Face aux mauvaises langues, d’emblée, le commandant du Toronto affirme que son équipage travaille pour assurer la paix et la sécurité dans la région.

Après avoir patrouillé en mer Méditerranée, la frégate de classe Halifax a passé le détroit du Bosphore dans la deuxième moitié de mars pour rentrer en mer Noire.
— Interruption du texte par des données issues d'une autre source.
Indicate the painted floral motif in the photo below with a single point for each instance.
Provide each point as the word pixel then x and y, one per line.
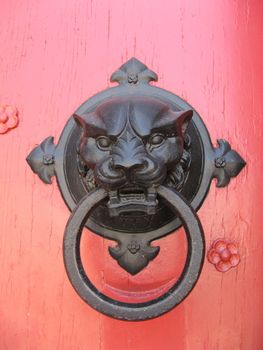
pixel 224 255
pixel 8 118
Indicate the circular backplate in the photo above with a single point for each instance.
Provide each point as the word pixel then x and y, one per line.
pixel 73 185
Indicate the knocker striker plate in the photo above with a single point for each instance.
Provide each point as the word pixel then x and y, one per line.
pixel 129 140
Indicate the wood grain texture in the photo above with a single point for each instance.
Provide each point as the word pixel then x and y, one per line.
pixel 54 55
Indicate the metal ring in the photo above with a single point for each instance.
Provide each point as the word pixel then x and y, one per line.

Et depuis le 1er avril, aux côtés de la frégate espagnole Santa Maria, le Toronto était à Odessa (Ukraine), pour permettre aux Ukrainiens et Ukrainiennes de visiter le navire et d’engager avec la population.
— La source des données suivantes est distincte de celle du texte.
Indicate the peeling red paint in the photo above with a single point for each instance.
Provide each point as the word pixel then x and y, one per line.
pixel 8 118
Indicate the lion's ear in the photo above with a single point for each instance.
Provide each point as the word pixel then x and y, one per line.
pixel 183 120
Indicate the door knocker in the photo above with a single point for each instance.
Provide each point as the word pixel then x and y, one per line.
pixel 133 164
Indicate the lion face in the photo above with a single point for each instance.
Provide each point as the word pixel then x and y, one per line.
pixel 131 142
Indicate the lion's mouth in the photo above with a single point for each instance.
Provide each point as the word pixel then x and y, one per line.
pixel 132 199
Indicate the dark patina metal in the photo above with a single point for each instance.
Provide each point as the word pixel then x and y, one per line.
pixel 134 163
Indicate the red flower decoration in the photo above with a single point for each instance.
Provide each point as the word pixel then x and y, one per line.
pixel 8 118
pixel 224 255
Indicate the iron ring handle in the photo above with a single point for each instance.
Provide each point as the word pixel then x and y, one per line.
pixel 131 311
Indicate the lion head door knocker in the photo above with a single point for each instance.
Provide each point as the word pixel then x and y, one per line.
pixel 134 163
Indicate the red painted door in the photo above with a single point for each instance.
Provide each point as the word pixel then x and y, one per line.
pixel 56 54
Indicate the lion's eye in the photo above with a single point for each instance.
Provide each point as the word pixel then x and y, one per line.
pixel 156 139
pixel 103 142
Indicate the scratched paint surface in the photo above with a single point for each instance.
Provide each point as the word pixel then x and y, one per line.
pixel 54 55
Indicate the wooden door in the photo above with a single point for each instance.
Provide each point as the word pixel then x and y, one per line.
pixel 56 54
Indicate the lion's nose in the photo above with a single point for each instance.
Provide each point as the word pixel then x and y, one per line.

Ces escales visent à renforcer les relations diplomatiques et en matière de défense avec des partenaires stratégiques.

Dès le 6 avril, les deux frégates rejoindront les autres navires du 2e Groupe maritime permanent de l’OTAN (SNMG2) ainsi que d’autres alliés, pour prendre part à un grand exercice naval durant une semaine.

Le scénario de l’exercice SEA SHIELD 2019 prévoit que les quelques 2000 participants devront apprendre à planifier et à mener une opération de réaction aux crises (CRO), dans le cadre d’une résolution du Conseil de sécurité des Nations unies (CSNU), dans le contexte d’un environnement de sécurité caractérisé par des menaces symétriques et asymétriques.

Cette présence du Toronto et ses navires alliés dans la région intervient au moment même où l’OTAN a annoncé qu’elle allait augmenter le nombre de ses missions de renseignement en mer Noire et intensifier ses exercices militaires avec l’Ukraine et la Géorgie.

Même si Moscou promet de prendre les mesures nécessaires en cas d’apparition de navires de l’OTAN au large de ses côtes dans la mer Noire, le capitaine de frégate Fluet ne s’inquiète pas outre-mesure puisque jusqu’à présent «les contacts que nous avons eu avec les russes ont toujours été très professionnels et respectueux. Ils nous suivent à plusieurs miles nautique de distance, tout comme nous les suivons quand ils sont en Méditerranée».

Près de deux mois et demi après le départ de l’équipage de Halifax, le moral est très bon selon le commandant, qui rappelle que les militaires déployés ont tout le confort moderne à bord du navire et peuvent communiquer avec leur proche quasiment en tout temps.